You need to delete the Bloomberg cookie. An easy way to delete any website cookie in Firefox is to click on the lock icon in the URL textbox, selecting the item "Clear cookie and site data ...", and then after a dialog pops up, you hit the "Remove" button, and then refresh.


----------



## Uberdriver2710 (Jul 15, 2015)

I just consulted with Mr. Cook E. Monster. He say, don't delete cookies.


----------



## Johnny Mnemonic (Sep 24, 2019)

Uberdriver2710 said:


> pay wall:thumbdown:


[Via Bloomberg]
As third-quarter earnings season rolls on, a paradox confronts the restaurant industry. On the one hand, restaurant companies are touting the rise of off-premise and digital sales, which includes delivery, as an increasingly important source of growth. On the other, GrubHub Inc. just announced disappointing quarterly results and said that food delivery is only a means to an end, unlikely to ever be profitable on its own. The risk heading into 2020 is that the inevitable reckoning for the food-delivery businesses will spread to the broader restaurant industry.

Restaurants have based much of their recent growth on consumer deliveries and rely heavily on just four companies - GrubHub, DoorDash Inc., Postmates Inc. and Uber Eats - which combined have about 95% of the market. That's what makes GrubHub's latest quarter so ominous. In a letter to investors, it said it didn't believe "that a company can generate significant profits on just the logistics component of the business." In other words, delivery will always be a low-margin business at best. GrubHub also reported some troubling trends: new customers tend to order fewer deliveries than earlier users; customers are losing their brand loyalty, and are more willing to switch to rival services; and those rival services now tend to offer delivery from a wider ranges of restaurants than GrubHub. All told, the bottom line was net income of just $1 million versus $22.7 million in the same period a year ago.

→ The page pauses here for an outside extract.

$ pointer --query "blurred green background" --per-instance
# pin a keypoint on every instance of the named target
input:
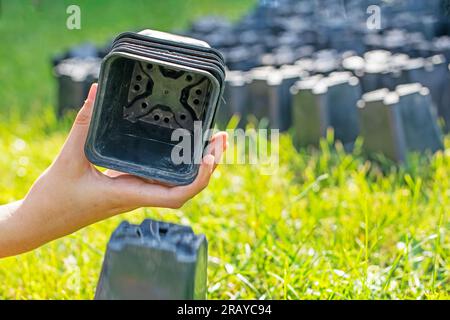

But GrubHub also made the argument that its value to restaurants lies in its potential as an online advertising partner, and that delivery services are really just a vehicle for generating ad sales.

This should not be reassuring news for DoorDash and Postmates -- which have almost half the market for meal delivery -- their investors, or their restaurant partners. The context, of course, is that GrubHub, which actually is profitable, says that meal delivery isn't where the money is. So where does that leave DoorDash or Postmates, both of which are unprofitable and have a sky-high combined valuation of $15 billion, based on rounds of private investment funding earlier this year? Both now must cope with the long odds of going forward with initial public offerings this year after the botched IPO of WeWork parent We Co. And why would anyone bother putting more money into those unprofitable companies when investors can simply buy shares for much less in GrubHub, which now has a market value of $3 billion?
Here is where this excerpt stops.